AT Day 4 – It’s All Coming Together

Sheep Rock Top to Steeltrap Gap
Sunny and I Like It Camp to Call Home Camp
AT miles: 17.9
Total miles: 67.7
Elevation change: 4826ft gain, 4508 loss

There’s no such thing as a perfect day on trail, or maybe they’re all perfect (something to ponder later). However, today came close. Great weather and a no-rush schedule afforded me the pleasure cruise vibe that I’m always searching for. Just taking the trail as it comes, my way.

With no real schedule to keep anymore, I let my body wake naturally. It was still dark when that happened so I snoozed a little bit until the sky brightened and turned a dusty purple, then red. I was pleased to note that while it was still cold, somewhere in the 20’s, the hellacious wind had finally abated. The morning was peaceful.

A warming glow on a cold morning.

I packed my things then got moving, wearing all my layers and warming up quickly. The warm morning light lit up the orange-brown leaf litter, adding cozy visuals to my cozy state.

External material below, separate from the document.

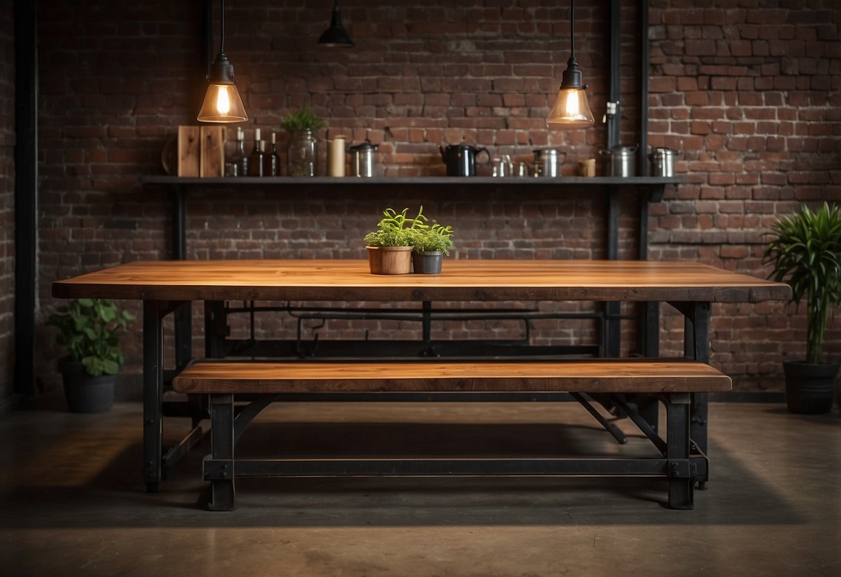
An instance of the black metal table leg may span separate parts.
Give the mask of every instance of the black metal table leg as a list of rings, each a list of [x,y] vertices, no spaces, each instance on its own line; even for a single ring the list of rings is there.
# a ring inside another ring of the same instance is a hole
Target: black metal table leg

I passed a huge group of Scouts one mile later at Low Gap Shelter. Observing their collective energy made me smile and grateful that I camped where I did last night. The trail from there followed an old logging road oh-so-gradually uphill around loping hillsides. A few other hikers passed me by while I filtered water, but I hiked on alone, perfectly content to keep it that way for now.

Ice to meet you.

Some icicles proved that my thermometer hadn’t been exaggerating, but the day was warming up for good now. I popped off a few layers, then ran straight into Guardian, just starting out the day. I moseyed with him for a while, learning about his struggles with life pulling him off of the trail on a previous thru-hike attempt in 2020. “Like my own country song,” as he put it. Wishing him better luck this time, I left him on a particularly rocky and muddy hillside traverse. I met U-turn next, a soon-to-be grandfather out enjoying retirement. Our shared experience was short-lived as I pulled into a campsite for a lunch break.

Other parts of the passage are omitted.